OBJECTIVE
To analyze the indicators of 1-, 5- and 7-year survival of patients with lung cancer in the territory of the Tomsk region for the period from 2013 to 2022.
MATERIALS AND METHODS
In this study, 4413 (3426 men and 987 women) cases of intravitally detected malignant neoplasms of the lung from the population-based cancer registry of the Tomsk region for 2013—2022 were analyzed. Observed (OS), adjusted (AS) and relative survival of patients with lung cancer (LC) were calculated by sex, age, place of residence (urban and rural population), histological type and disease stages in Statistica 10.0 and Excel programs.
RESULTS
The observed survival of patients (both sexes) with LC in the Tomsk region amounted to: 1-year — 38.9%, 3-year — 18.5%, 5-year — 13.8%, 7-year — 11.2%. The difference between AS and OS ranged from 5.3% to 5.8%. Lower survival rates have been observed in the male population than in the female one.

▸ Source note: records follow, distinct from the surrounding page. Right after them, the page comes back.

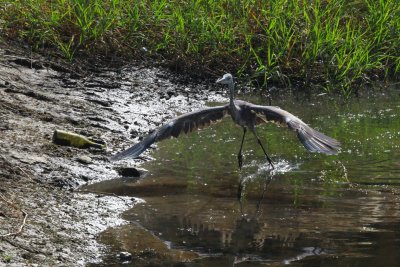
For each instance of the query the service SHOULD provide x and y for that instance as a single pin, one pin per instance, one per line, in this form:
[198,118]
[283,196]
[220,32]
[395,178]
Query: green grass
[335,44]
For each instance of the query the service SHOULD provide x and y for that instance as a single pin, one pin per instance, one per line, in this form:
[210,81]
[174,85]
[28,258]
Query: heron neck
[231,93]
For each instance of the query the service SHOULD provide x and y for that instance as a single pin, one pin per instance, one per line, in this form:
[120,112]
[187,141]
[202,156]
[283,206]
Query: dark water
[312,210]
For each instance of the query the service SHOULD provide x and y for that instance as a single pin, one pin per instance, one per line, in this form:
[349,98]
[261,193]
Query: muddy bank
[55,224]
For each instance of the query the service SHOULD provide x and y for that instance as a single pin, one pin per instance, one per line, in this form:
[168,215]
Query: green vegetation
[335,44]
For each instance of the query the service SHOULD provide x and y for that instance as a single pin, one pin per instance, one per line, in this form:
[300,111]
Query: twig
[21,227]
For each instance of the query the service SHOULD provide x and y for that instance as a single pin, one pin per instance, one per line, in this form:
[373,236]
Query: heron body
[246,115]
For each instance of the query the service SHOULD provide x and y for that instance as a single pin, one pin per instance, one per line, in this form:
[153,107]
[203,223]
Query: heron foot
[240,160]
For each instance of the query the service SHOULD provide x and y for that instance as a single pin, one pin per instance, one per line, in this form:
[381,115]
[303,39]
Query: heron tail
[315,141]
[136,150]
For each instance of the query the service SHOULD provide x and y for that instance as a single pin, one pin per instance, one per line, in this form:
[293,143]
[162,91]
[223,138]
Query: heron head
[226,79]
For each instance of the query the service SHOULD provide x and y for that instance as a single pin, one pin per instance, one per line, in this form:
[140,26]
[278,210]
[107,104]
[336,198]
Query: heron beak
[220,80]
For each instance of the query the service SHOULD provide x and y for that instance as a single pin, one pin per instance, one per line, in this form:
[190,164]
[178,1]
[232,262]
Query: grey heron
[246,115]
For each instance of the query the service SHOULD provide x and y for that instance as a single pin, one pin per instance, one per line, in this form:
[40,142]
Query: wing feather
[312,140]
[185,123]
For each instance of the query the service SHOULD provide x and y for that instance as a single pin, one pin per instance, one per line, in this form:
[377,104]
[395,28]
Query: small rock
[131,171]
[84,159]
[125,256]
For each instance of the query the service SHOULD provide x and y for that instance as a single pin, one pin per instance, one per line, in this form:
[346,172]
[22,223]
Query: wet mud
[44,218]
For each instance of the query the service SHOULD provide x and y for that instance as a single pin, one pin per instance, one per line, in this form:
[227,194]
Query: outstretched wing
[185,123]
[312,140]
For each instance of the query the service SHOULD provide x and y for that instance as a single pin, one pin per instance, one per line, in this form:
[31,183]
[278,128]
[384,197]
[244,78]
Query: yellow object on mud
[65,138]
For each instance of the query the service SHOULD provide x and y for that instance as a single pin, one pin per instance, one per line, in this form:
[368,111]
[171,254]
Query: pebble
[125,256]
[84,159]
[128,171]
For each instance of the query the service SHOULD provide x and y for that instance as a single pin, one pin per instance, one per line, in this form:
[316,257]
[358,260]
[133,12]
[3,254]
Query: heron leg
[265,153]
[240,156]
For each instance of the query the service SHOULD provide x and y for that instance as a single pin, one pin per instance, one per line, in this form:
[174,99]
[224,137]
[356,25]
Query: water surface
[312,210]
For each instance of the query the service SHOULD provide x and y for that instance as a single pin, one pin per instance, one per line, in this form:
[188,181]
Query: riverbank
[43,221]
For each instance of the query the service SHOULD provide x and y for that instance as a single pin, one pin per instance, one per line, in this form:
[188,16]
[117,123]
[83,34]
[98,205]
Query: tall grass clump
[335,44]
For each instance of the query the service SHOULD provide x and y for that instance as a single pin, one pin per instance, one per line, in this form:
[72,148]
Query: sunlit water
[311,210]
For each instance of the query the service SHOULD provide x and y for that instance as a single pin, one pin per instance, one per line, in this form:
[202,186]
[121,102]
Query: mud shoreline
[39,179]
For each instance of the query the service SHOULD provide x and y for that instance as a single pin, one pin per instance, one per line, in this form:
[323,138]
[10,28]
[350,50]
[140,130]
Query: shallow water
[312,210]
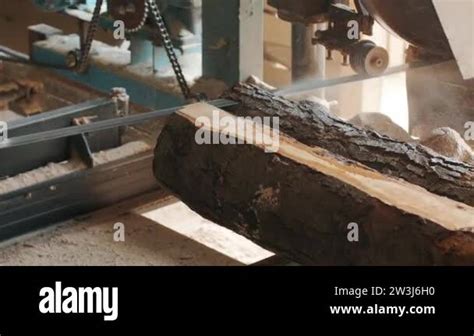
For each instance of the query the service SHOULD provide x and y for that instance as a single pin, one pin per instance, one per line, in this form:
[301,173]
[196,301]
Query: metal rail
[99,125]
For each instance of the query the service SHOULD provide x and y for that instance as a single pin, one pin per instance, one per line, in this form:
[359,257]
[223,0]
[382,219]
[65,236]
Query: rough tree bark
[299,201]
[313,125]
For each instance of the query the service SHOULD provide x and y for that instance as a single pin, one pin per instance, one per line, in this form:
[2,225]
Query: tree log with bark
[313,125]
[311,203]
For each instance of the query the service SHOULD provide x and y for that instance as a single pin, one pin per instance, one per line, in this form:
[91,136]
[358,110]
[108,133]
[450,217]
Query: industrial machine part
[363,55]
[415,21]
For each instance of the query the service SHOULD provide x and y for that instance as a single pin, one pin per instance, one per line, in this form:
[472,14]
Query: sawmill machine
[438,96]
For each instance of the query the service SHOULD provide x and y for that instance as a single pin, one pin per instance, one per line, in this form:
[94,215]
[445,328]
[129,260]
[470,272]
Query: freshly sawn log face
[313,125]
[299,201]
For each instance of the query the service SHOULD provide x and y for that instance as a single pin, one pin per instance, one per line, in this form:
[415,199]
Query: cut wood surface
[312,124]
[300,200]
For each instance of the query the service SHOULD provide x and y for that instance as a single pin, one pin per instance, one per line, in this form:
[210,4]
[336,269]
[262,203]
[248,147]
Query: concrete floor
[159,231]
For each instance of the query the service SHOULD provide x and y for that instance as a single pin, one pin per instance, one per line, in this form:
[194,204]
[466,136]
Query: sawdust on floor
[162,233]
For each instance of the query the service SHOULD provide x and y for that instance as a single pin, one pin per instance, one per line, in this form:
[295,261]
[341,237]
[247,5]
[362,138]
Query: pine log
[312,124]
[300,200]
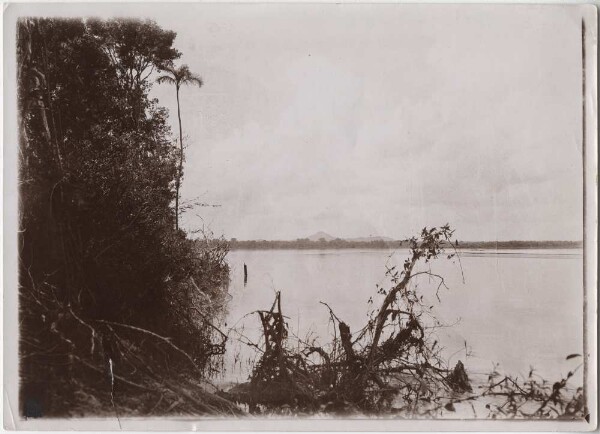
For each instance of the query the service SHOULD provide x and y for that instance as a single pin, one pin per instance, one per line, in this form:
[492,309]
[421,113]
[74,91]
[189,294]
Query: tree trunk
[180,169]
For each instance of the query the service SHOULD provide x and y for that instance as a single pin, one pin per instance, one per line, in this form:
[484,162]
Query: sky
[364,120]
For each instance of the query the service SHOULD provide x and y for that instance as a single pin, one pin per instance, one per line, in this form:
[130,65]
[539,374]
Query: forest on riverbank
[120,307]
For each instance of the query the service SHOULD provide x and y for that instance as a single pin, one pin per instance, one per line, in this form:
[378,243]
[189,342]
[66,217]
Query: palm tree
[178,77]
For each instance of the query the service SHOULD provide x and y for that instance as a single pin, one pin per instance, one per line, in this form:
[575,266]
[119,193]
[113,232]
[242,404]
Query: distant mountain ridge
[327,237]
[317,236]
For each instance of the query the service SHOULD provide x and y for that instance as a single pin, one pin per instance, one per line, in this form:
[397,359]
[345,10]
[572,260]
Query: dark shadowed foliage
[107,286]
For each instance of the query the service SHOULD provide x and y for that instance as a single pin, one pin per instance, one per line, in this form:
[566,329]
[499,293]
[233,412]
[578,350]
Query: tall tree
[179,76]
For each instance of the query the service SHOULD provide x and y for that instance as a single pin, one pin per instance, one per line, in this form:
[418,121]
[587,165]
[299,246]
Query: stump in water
[458,379]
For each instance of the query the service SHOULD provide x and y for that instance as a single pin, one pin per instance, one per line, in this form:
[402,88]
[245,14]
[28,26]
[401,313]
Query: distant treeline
[338,243]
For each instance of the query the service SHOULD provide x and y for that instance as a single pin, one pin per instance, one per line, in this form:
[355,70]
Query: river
[517,308]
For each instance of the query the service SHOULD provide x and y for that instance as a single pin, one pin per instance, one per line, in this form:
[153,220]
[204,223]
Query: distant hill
[369,239]
[319,235]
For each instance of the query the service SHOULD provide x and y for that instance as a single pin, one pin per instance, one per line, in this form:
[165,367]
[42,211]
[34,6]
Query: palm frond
[165,79]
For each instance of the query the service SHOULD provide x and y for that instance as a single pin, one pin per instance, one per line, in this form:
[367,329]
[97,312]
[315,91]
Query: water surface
[517,308]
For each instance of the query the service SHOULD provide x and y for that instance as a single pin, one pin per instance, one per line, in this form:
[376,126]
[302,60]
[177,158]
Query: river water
[516,308]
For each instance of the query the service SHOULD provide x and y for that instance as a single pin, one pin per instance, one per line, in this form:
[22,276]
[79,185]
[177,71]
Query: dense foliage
[98,243]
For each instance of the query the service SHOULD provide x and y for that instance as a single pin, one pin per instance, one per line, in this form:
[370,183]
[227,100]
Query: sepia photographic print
[250,216]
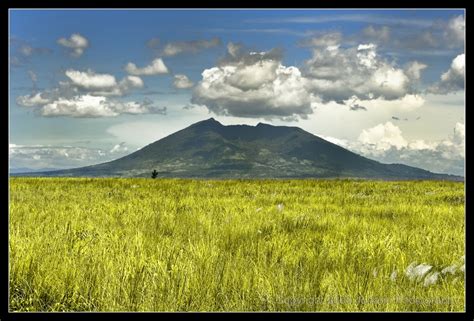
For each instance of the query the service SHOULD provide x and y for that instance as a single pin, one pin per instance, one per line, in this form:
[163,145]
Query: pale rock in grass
[393,276]
[374,272]
[414,271]
[449,269]
[431,279]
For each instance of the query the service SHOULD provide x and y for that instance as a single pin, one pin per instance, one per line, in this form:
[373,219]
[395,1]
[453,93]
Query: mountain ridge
[208,149]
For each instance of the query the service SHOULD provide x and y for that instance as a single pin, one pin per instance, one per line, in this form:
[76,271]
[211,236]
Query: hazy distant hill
[208,149]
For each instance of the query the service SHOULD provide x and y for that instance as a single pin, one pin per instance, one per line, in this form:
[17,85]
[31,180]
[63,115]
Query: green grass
[230,245]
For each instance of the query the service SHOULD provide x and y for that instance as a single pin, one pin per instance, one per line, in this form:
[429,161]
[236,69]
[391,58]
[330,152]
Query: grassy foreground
[202,245]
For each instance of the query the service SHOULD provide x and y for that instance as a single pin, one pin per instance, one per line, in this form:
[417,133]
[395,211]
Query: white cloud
[91,80]
[119,148]
[233,49]
[413,70]
[453,79]
[175,48]
[40,157]
[87,106]
[76,42]
[32,100]
[33,76]
[79,107]
[455,31]
[254,85]
[382,137]
[324,40]
[386,143]
[380,34]
[182,82]
[338,74]
[157,67]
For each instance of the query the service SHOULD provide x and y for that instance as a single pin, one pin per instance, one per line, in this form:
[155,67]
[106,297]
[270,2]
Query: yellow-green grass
[80,244]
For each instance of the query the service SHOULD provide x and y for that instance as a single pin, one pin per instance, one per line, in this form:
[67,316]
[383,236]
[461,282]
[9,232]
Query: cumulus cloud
[86,106]
[91,80]
[453,79]
[323,40]
[32,100]
[43,157]
[23,51]
[455,30]
[119,148]
[254,84]
[182,82]
[385,143]
[414,69]
[33,77]
[382,137]
[76,43]
[378,34]
[336,73]
[153,43]
[85,82]
[175,48]
[156,67]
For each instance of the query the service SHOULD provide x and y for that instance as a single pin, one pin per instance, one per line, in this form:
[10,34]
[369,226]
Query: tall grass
[81,244]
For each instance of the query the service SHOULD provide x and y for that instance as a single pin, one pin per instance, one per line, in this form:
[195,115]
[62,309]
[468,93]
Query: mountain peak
[211,122]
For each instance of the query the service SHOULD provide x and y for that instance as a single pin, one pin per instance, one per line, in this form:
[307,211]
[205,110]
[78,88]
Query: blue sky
[84,88]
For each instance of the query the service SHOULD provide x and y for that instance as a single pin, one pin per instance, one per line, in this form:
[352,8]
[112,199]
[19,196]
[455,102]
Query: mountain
[208,149]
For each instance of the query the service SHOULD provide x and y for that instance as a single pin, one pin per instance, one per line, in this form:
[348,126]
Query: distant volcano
[208,149]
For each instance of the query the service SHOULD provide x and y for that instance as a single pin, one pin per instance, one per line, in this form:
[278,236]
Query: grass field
[203,245]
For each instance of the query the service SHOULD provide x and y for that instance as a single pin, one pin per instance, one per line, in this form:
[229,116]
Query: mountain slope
[210,149]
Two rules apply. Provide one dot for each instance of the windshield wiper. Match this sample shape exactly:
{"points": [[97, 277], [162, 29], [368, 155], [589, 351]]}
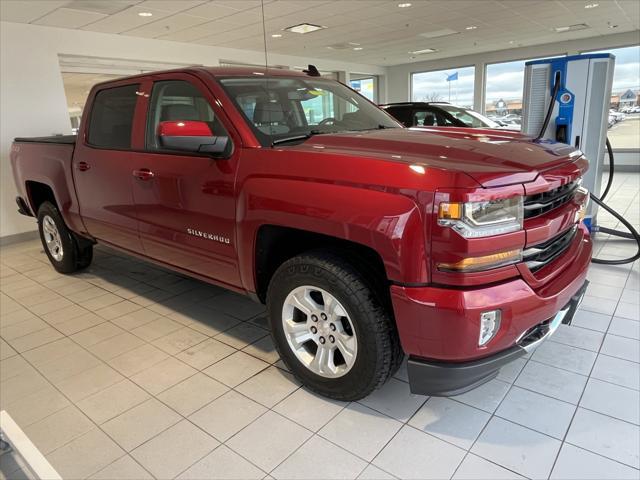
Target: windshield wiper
{"points": [[296, 138]]}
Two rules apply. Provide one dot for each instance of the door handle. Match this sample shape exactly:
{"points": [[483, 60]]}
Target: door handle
{"points": [[143, 174]]}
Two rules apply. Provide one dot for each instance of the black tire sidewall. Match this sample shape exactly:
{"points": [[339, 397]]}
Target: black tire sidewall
{"points": [[68, 263], [369, 367]]}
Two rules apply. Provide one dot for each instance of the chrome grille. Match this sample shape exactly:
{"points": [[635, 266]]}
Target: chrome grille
{"points": [[540, 203], [541, 254]]}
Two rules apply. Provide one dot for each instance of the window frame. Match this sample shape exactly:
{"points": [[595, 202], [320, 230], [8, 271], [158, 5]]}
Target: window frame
{"points": [[213, 102], [417, 72], [88, 113]]}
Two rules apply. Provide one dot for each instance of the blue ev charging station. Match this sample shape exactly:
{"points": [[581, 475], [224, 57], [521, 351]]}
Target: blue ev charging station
{"points": [[578, 90]]}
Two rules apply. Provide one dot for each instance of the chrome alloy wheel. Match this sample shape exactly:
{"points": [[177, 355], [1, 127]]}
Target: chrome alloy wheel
{"points": [[52, 238], [319, 331]]}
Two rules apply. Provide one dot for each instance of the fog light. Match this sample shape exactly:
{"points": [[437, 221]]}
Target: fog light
{"points": [[489, 326]]}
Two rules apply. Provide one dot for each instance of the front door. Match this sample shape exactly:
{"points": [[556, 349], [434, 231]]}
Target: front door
{"points": [[185, 200], [102, 167]]}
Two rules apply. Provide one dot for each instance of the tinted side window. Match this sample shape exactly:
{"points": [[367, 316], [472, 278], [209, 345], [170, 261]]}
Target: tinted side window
{"points": [[112, 117], [177, 101], [402, 114]]}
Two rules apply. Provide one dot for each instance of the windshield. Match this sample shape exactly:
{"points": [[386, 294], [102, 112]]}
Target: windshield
{"points": [[469, 117], [279, 108]]}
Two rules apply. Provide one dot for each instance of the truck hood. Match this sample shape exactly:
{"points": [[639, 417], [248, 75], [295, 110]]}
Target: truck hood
{"points": [[491, 157]]}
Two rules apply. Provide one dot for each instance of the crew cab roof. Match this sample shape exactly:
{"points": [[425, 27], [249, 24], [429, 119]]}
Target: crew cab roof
{"points": [[412, 104], [218, 72]]}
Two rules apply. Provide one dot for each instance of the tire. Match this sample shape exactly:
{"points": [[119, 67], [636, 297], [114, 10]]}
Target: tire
{"points": [[367, 326], [60, 244]]}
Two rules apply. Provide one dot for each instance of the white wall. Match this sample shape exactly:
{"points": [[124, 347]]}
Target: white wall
{"points": [[399, 76], [32, 95]]}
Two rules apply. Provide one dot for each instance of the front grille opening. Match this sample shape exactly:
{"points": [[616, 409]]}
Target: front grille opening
{"points": [[539, 255], [540, 203]]}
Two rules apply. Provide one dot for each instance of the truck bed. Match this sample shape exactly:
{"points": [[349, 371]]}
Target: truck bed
{"points": [[61, 139]]}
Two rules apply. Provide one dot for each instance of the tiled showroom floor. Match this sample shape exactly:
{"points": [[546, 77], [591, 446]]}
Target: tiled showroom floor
{"points": [[128, 371]]}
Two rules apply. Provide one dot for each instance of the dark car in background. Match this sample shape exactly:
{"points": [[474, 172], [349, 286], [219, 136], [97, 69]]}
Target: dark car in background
{"points": [[439, 114]]}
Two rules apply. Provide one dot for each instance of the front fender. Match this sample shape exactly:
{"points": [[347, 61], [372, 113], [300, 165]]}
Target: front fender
{"points": [[389, 223]]}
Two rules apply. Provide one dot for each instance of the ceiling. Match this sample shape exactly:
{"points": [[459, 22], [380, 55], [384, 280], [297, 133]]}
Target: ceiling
{"points": [[376, 32]]}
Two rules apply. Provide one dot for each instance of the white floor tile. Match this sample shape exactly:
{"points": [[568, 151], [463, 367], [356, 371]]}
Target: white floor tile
{"points": [[551, 381], [618, 371], [222, 464], [394, 399], [415, 454], [517, 448], [621, 347], [308, 409], [319, 459], [451, 421], [577, 464], [269, 440], [563, 356], [477, 468], [486, 397], [613, 400], [538, 412], [360, 430], [606, 436]]}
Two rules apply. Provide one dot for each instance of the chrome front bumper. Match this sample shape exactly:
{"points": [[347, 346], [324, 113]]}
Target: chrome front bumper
{"points": [[533, 338]]}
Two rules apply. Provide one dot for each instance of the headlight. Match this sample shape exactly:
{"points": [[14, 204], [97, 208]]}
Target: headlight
{"points": [[482, 219]]}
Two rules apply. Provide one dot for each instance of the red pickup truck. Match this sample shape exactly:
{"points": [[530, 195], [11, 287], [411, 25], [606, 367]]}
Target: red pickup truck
{"points": [[461, 248]]}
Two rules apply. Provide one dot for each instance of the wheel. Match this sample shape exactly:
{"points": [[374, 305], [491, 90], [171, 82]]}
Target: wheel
{"points": [[330, 327], [60, 244]]}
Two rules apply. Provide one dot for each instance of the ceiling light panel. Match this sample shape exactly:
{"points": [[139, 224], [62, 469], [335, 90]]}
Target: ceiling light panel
{"points": [[107, 7], [444, 32], [126, 20], [173, 23], [24, 12], [67, 18], [304, 28], [172, 6]]}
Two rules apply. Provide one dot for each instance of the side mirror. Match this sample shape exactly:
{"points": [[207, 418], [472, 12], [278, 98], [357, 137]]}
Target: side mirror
{"points": [[191, 136]]}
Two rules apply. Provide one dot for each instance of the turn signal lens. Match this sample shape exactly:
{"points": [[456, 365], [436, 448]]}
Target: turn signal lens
{"points": [[476, 264], [450, 211], [483, 219]]}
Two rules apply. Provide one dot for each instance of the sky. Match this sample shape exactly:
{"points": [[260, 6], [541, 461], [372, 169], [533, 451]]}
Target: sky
{"points": [[505, 80]]}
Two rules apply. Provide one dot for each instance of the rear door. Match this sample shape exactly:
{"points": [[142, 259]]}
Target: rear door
{"points": [[185, 201], [102, 166]]}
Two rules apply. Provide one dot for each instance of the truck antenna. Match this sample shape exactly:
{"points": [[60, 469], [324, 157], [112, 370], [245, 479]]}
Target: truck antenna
{"points": [[312, 71]]}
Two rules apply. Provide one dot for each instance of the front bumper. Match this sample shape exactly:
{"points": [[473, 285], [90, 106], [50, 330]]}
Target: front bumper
{"points": [[439, 326], [447, 379]]}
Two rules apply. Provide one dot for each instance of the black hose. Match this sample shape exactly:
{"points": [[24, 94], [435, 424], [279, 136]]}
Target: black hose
{"points": [[600, 201], [617, 233], [547, 118], [611, 169], [634, 234]]}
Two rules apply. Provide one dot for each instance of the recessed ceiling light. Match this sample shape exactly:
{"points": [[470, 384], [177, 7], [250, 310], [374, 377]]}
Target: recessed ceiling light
{"points": [[423, 51], [571, 28], [304, 28], [444, 32]]}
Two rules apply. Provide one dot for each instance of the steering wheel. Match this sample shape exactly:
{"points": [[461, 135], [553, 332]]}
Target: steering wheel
{"points": [[327, 120]]}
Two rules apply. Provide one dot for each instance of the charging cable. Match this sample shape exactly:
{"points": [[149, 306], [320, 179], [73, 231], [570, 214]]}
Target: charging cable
{"points": [[633, 233]]}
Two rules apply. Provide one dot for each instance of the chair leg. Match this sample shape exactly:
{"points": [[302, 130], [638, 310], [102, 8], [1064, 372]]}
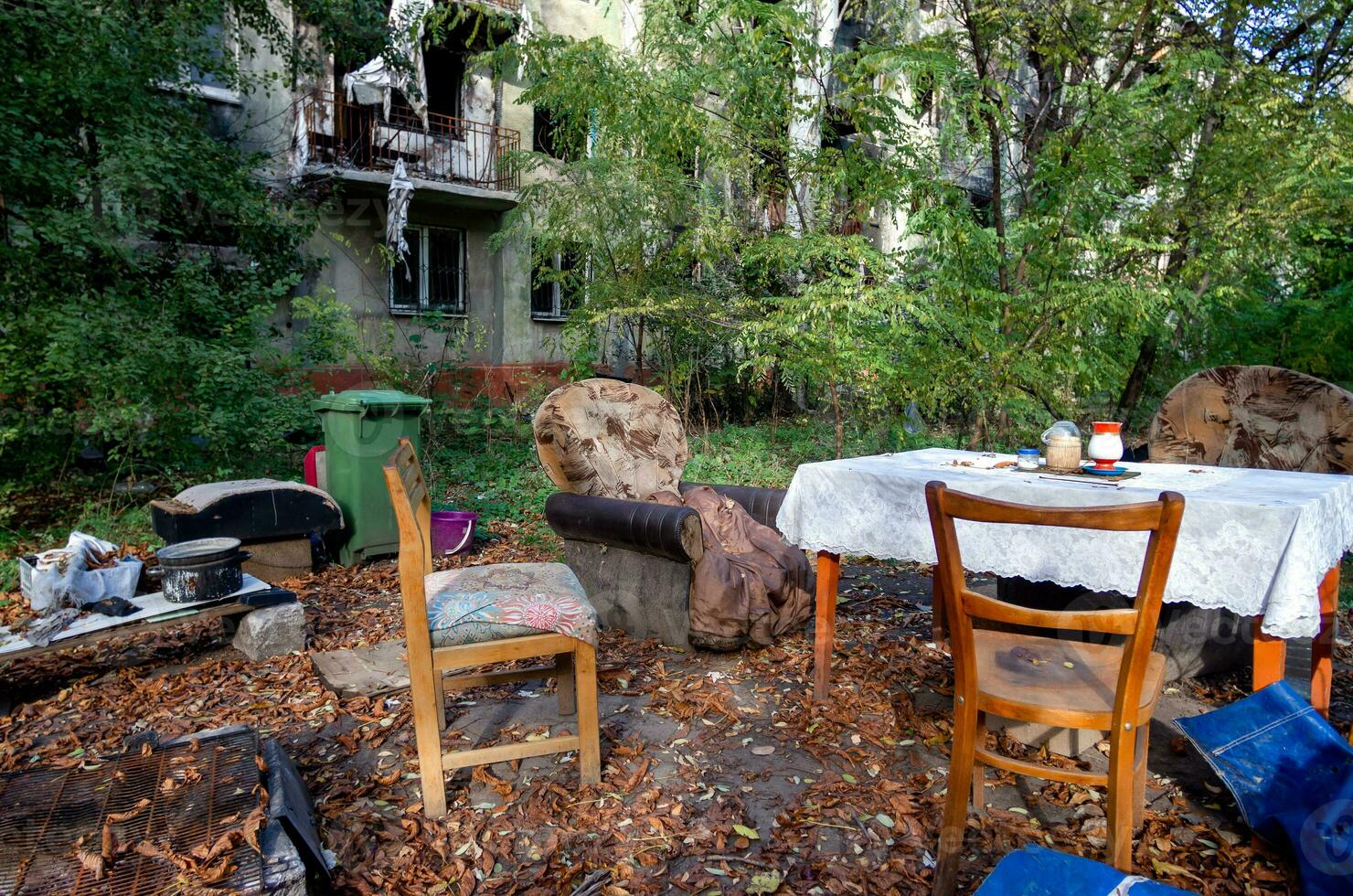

In the second 5-year study period (2018—2022, 2448 patients) compared to the first one (2013—2017, 1965 patients), there has been an increase of 1-year OS rates — by 4.4% (from 36.6±1.1 to 41.0±1.0%); 3-year OS — by 1.7% (from 40.7±1.1 to 48.1±1.1%). It has been noted that all survival rates decrease proportionally to the increase in age and stage of the disease. The one-year OS of people with LC in urban areas amounted to 41.7%, in rural areas — 33.9%; 5-year — 15.4% and 11.0%, respectively.
CONCLUSION
Despite some optimization of oncological care for patients with lung cancer, as evidenced by the improvement of survival in dynamics, its level remains insufficient, especially among elderly people and residents of rural areas. The main reason is the high rate of neglected lung cancer cases at initial diagnosis, that emphasizes the need to develop and implement a regional lung cancer screening program before the problem will be solved at the federal level.